En realidad esta pregunta está en el aire recurrentemente. El año pasado, por ejemplo, la preocupación era que la compañía se estaba quedando sin lugares para insertar nuevos espacios publicitarios sin cansar al lector. Algo crítico ya que un usuario cansado es un usuario perdido, bien porque abandona la plataforma o bien porque instala un bloqueador de publicidad.

Facebook - Usuarios activos 3T17
Facebook - Usuarios activos 3T17

Pues bien, en los resultados del tercer trimestre de 2017, ha ocurrido algo muy curioso. Mientras que las impresiones se incrementaron ‘sólo’ un 10%, el precio medio por cada una lo hizo en un 35%. Consiguiendo así, cuando todo el mundo empezaba a ver el final del crecimiento cerca, más de 10 mil millones de dólares de ingresos, un 47% más que el año anterior (y un 57% más en publicidad en el móvil en donde es el líder mundial, la cual representa un 88% del total de los ingresos de la empresa).
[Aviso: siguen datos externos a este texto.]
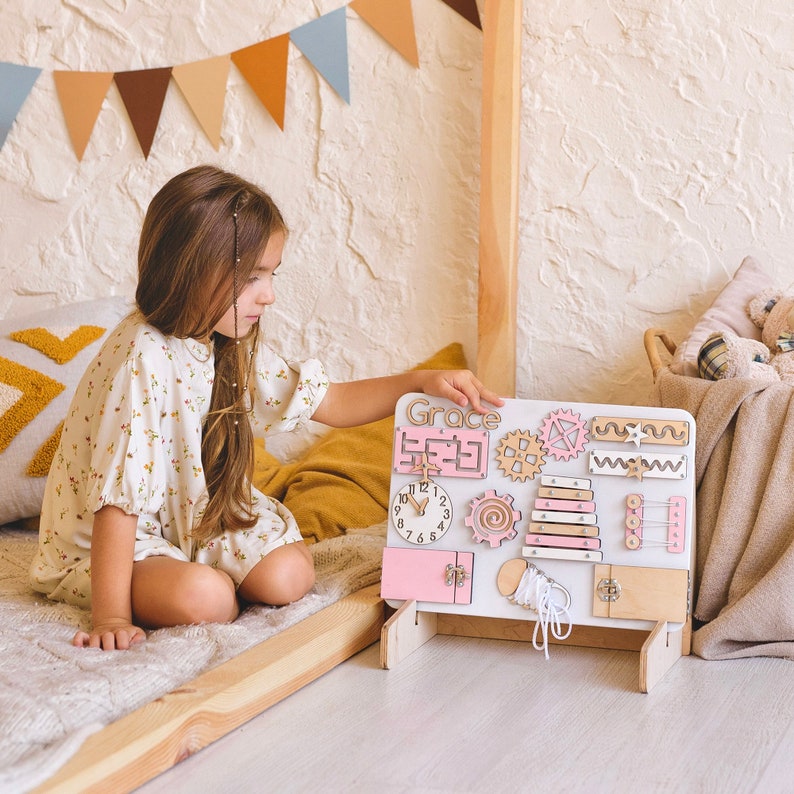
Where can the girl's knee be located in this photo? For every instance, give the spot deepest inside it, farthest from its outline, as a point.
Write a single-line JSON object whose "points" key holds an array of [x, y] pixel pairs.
{"points": [[209, 596], [284, 576], [169, 593]]}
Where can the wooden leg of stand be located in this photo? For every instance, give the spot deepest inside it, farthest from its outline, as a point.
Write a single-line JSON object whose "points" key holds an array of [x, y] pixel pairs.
{"points": [[404, 632], [660, 652]]}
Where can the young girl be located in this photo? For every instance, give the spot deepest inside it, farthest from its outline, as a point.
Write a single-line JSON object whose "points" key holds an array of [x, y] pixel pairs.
{"points": [[149, 515]]}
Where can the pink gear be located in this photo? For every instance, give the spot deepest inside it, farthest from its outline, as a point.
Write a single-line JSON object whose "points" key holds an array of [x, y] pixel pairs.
{"points": [[493, 518], [563, 434]]}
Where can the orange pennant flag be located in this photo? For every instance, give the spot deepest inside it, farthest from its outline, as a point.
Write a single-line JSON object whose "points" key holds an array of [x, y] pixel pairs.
{"points": [[143, 94], [467, 9], [264, 66], [394, 20], [81, 95], [204, 85]]}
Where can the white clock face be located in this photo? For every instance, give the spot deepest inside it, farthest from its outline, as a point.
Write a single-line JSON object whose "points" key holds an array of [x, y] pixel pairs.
{"points": [[421, 512]]}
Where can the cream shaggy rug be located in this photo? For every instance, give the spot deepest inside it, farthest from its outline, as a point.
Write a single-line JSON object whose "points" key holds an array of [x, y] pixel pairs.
{"points": [[53, 696]]}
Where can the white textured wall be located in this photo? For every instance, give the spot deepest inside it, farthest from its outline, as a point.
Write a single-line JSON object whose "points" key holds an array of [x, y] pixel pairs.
{"points": [[657, 151], [657, 146], [380, 195]]}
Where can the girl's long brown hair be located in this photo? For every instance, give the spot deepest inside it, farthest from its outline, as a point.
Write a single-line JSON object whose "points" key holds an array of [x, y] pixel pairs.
{"points": [[186, 283]]}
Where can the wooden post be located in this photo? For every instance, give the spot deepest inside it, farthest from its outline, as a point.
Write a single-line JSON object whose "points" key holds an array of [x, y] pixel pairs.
{"points": [[499, 176]]}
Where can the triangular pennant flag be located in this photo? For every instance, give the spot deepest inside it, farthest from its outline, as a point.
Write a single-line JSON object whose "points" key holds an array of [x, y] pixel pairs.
{"points": [[16, 83], [264, 66], [394, 20], [204, 85], [143, 94], [81, 95], [324, 42], [467, 9]]}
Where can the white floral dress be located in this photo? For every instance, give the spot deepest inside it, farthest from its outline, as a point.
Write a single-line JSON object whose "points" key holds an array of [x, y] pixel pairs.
{"points": [[132, 438]]}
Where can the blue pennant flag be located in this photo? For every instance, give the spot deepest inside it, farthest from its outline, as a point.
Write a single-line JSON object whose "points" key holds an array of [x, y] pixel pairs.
{"points": [[324, 42], [15, 85]]}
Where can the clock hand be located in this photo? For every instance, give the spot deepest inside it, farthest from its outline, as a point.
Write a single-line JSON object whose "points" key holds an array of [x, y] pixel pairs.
{"points": [[420, 508]]}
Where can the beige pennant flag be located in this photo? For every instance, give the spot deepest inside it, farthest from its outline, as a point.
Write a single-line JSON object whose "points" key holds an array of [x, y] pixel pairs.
{"points": [[394, 21], [81, 95], [203, 84]]}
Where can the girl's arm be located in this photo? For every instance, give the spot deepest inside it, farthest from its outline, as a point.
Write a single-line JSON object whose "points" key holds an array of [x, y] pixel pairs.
{"points": [[361, 401], [112, 548]]}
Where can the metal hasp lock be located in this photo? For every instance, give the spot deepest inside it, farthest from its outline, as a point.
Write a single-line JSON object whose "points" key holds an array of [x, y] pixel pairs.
{"points": [[608, 590], [636, 593], [456, 574]]}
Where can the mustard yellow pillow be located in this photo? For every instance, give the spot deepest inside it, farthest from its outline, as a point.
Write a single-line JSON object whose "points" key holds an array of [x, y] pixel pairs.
{"points": [[42, 358], [342, 481]]}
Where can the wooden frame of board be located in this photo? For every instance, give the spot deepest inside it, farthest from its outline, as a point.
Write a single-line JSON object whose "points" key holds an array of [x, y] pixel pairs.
{"points": [[157, 736]]}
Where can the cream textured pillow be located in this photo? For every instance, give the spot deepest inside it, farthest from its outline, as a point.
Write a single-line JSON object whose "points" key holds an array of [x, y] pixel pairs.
{"points": [[728, 311], [42, 358]]}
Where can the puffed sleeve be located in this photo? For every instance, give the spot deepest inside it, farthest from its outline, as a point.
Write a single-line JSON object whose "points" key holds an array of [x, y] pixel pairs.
{"points": [[286, 394], [127, 467]]}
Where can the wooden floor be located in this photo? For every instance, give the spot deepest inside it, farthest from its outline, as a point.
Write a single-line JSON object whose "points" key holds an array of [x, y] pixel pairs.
{"points": [[471, 715]]}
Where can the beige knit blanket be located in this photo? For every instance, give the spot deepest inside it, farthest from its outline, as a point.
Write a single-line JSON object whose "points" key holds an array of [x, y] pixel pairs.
{"points": [[744, 462], [53, 696]]}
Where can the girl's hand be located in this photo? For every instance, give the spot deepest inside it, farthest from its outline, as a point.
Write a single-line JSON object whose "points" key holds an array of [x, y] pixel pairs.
{"points": [[110, 636], [462, 388]]}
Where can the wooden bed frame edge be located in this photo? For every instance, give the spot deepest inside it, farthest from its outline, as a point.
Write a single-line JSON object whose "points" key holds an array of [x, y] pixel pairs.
{"points": [[160, 734]]}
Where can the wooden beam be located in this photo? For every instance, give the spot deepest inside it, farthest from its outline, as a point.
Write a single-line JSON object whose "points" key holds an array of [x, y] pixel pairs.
{"points": [[156, 736], [499, 177]]}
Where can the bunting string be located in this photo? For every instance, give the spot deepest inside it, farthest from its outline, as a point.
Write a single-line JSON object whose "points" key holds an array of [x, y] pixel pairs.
{"points": [[322, 41]]}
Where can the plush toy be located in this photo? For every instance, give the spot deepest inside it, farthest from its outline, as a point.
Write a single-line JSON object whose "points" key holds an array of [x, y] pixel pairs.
{"points": [[727, 355], [773, 312]]}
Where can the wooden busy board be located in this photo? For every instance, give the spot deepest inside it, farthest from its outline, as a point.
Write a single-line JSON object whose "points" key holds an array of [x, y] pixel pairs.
{"points": [[598, 498]]}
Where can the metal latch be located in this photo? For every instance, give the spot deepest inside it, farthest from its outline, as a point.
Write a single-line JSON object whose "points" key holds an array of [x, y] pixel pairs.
{"points": [[456, 574], [608, 590]]}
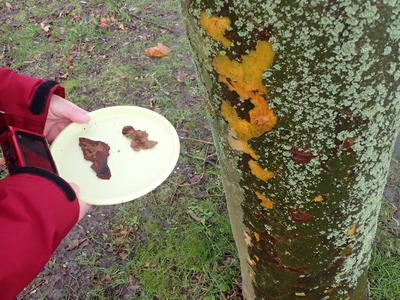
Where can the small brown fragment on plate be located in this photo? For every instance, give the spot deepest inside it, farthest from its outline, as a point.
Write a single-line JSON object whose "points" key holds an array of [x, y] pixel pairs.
{"points": [[139, 138], [96, 152]]}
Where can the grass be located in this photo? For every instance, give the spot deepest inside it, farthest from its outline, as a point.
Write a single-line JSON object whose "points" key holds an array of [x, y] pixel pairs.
{"points": [[174, 243]]}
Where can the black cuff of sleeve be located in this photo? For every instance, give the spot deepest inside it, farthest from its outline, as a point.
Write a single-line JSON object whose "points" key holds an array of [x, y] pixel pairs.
{"points": [[57, 180], [39, 99]]}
Cuando los analistas apostaba por el principio del fin, Facebook ha conseguido reacelerarse gracias a una decisión estratégica acertada y contraria al consenso: menos volumen y más margen. Probablemente, si no lo hubiesen hecho, ahora habrían sufrido la 'ley de los grandes números': a las empresas tan grandes como Facebook les cuesta cada vez más crecer al mismo ritmo que alcanzaron de pequeñas, pasando a converger con un crecimiento normalizado. Solo algunas compañías, excepcionales, se mantienen arriba.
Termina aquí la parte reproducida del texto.